The Beauty and the Beast market square surprise

Here in The Netherlands we have something called Sinterklaas. It’s an annual tradition that’s mainly meant as a fun party for children, much like Santa Claus and Christmas are for English speaking countries. (Though this doesn’t stop us from celebrating Christmas as well. There’s just less to no emphasis on Santa Claus.) Young children traditionally receive a lot of presents from Sinterklaas and Zwarte Piet, teens and adults tend to make surprises for each other. Using the word ‘surprise’ is a bit funny in this sense, as we Dutch people use that English word, but pronounce it in a Dutch fashion, because while getting a ‘surprise’ is a surprise, it’s a planned and handcrafted one.

A ‘surprise’ will be something an anonymous* relative, friend, colleague or classmate will have made for you and it will highlight either a personal trait, mock a hobby or will be a lovingly crafted reference to something you’re passionate about. You’ll usually have to wreck it to get the (small) present inside.
(* It is anonymous in the sense that: a pre-arranged group of people will agree to celebrate Sinterklaas together, write their names on a piece of paper, crumble it up, put it in a hat and everybody will have to pick one. The name on the crumbled piece of paper will be the person for whom you’ll make the surprise, but you may not let the person known you’ve picked them.)

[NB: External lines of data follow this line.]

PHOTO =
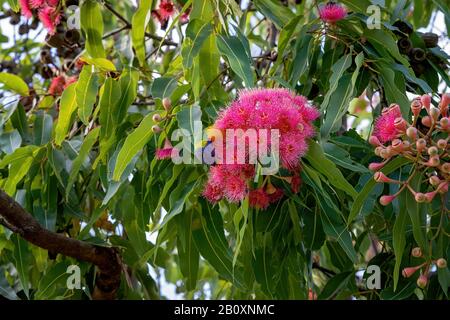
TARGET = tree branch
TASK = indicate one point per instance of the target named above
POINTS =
(19, 221)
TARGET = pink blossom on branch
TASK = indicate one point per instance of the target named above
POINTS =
(332, 12)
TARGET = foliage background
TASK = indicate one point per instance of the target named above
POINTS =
(83, 164)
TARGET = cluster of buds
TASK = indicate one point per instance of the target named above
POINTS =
(166, 151)
(424, 141)
(425, 268)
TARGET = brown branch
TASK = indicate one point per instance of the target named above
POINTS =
(19, 221)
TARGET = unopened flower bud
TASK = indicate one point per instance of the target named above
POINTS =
(426, 101)
(445, 100)
(422, 281)
(408, 272)
(382, 178)
(378, 151)
(421, 144)
(434, 161)
(434, 181)
(397, 145)
(375, 166)
(167, 104)
(420, 197)
(426, 121)
(400, 124)
(444, 122)
(434, 113)
(441, 263)
(432, 151)
(416, 106)
(416, 252)
(429, 196)
(446, 168)
(411, 132)
(373, 140)
(442, 144)
(156, 118)
(156, 129)
(385, 200)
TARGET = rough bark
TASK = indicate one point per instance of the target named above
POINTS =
(107, 260)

In 2013 Sharon, my girlfriend, and I chose to make surprises for each other. It didn’t take me long to figure out I wanted to do something with her passion for Disney, in particular the film The Beauty and the Beast. So I started drawing, as I usually do.

My idea was to build a part of the village from The Beauty and the Beast and hide the present inside one of the houses. I started with the second obvious building: Gaston’s tavern. (The most obvious would be Beast’s castle, but if you look at it, it is actually rather run-of-the-mill.) And as soon as I started drawing, photoshopping and pasting everything on cut out cardboard I knew: I wasn’t going to make an entire village, it took a ridiculous amount of time! Either I’m too slow or model building from scratch is tremendously time-consuming. Whichever, the plan was downsized to just the town square with three houses, a fountain and some other accessories.


I started by drawing the market square from a top down view so I knew where I wanted to place what. With that established, I picked a scale (4 centimeters to the meter) and drew the facades of the houses with pencil and ruler to scale. These pencil drawing were then scanned and were opened in either Mango Studio Debut or Photoshop (depending on what I felt like) with my Wacom drawing tablet plugged in. I recreated the inked lines and then started coloring in Photoshop.

While I won’t detail the drawing process in Photoshop (I’ll save this for another article, someday), a large chunk of my time went into this. Not only because coloring can be very time-consuming, but also because I wanted to reuse portions of art. Photoshop is ideal for this as its option to work with layers allowed me to draw the basic walls for the front of a house and reuse these for the sides, without the detailing the façade might have. This meant creating the drawings with this in mind. It saved me time on the long run, but it was still rather tedious work.

When the first building was done, I started watching the first opening song in the movie for inspiration of other buildings. As my girlfriend is fond of reading, the bookshop Belle visits was chosen next, followed by a fish shop, simply because I liked the style of the building.

Lastly, I chose the accessories: the proud baker, the frisky triplet girls who are smitten with Gaston, a handcart and Belle on the fountain with her favorite book, singing to the attentive sheep. These accessories functioned not only to make the scene more detailed and lively, but also to add the perception of depth to an otherwise very two-dimensional affair. I already did this by adding three-dimensional aspects to the buildings (windowsills, shutter boards, signs, etc.), but I didn’t want to rely on just that. All of these accessories are screenshots from the DVD that I digitally redrew with the originals as basis (pretty much like using trace paper). This had to be done because the DVD footage was way too grainy and low resolution compared to my crispy house textures.
When all the buildings were done and everything assembled, this surprise took way longer than expected, planned or what should be reasonably expected. Had it been any other person, then I would simply have binned the idea and created something simpler.

Finally, here’s a few interesting details and jokes I added into the scene:

  • Gaston’s tavern features a sign with a very unfortunate moose, as Gaston’s an avid hunter;
  • Through the windows of Gaston’s tavern, we see a scene from the song ‘Gaston’, in which the subject is crazy about himself;
  • The fish shop sign features a pun;
  • The fish shop also has Teen Gohan from Dragon Ball Z waving at my girlfriend (surprisingly, I got her to watch that with me);
  • The bookseller sign can actually move with the wind;
  • Gaston’s tavern roof was very large and removable in order to hide the present, so I added two unplanned windows later on to break the dull tile effect;
  • I’ve found out that I really, really hate to cut cardboard.